Clients are advised to avoid buying from illegal traders including those who stand at the roadside along major highways. They have the tendency of offering what appears to be a good deal then play some tricks and the person only discovers when they get home that they got less than half of the produce that was on display.

Caption here (Fortune Moyo, GPJ Zimbabwe)

In this edition of the column we will aim to demystify the concept of measurements used by traders at the markets so that next time you go shopping for some of the freshest vegetables and fruit on offer, you know exactly what to expect:

Sasseka — This is a name of a wheat flour sack produced in Mozambique. Traders at the markets are now making use of the sack to measure butternuts, cucumbers. Although it is capable of holding only 50kg of wheat flour, the Sasseka, when it has butternuts weighs 60kg and 62kg for cucumbers. It is mostly preferred by traders because it is big and strong as compared to other sacks found locally.

Sandak — This is a plastic crate used for bananas, cauliflower, and broccoli. It is mainly used by farmers when selling their produce to wholesale market traders who then later repack the commodities from the sandak for resale. A sandak of both peaches and bananas weighs 18kg

Box — This is a wooden crate which is approximately four times smaller than the sandak. It is popularly used by both farmers and traders in almost every produce traded at the farmers’ market for measuring tomatoes, okra, green beans, green pepper, chillies, peas and carrots. A box of tomatoes, okra, green beans, green pepper, chillies, peas and carrots weighs approximately 7 kg, 2kg, 4kg, 4kg, 5kg, 4,85kg, 3,55kg and 9kg respectively.

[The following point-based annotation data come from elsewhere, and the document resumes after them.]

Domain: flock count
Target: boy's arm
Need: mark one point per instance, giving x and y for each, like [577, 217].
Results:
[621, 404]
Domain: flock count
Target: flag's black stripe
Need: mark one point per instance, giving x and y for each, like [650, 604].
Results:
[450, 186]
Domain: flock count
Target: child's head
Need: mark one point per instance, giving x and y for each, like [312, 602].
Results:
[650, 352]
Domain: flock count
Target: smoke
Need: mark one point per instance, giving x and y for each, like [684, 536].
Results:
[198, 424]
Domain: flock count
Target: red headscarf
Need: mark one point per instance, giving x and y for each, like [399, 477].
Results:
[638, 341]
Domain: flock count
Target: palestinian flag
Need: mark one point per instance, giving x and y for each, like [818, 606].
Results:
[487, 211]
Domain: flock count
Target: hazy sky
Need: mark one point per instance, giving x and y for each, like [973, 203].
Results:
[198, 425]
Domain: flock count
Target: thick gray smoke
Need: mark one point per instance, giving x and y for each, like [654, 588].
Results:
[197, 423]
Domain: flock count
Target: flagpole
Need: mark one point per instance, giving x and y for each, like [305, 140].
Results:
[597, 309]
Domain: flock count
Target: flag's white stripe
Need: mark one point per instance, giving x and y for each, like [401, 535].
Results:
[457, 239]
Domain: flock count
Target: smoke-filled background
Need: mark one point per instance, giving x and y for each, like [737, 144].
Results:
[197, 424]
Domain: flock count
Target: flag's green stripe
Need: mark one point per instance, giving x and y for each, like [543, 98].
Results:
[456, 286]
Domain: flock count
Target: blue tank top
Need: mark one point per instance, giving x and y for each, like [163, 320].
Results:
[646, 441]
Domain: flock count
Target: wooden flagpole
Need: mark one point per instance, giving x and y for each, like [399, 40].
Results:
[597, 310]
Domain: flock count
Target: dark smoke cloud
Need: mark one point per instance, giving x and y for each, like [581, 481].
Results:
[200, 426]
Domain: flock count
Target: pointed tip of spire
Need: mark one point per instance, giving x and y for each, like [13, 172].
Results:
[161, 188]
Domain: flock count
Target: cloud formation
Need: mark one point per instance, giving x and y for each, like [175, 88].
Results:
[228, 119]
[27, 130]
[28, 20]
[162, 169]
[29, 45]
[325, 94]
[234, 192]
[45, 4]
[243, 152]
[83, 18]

Bucket (20 litre) — This is the standard bucket used at home for various purposes like fetching water among other purposes. It is used mainly by traders for measuring sugarbeans, groundnuts, cowpeas, roundnuts, masawu, mawuyu (baobab fruit)and mufushwa (dried vegetables). A 20 litre bucket of shelled kasawaya groundnuts weighs 15kg, sugarbeans 16,9kg and that of masawu weighs 7,8kg.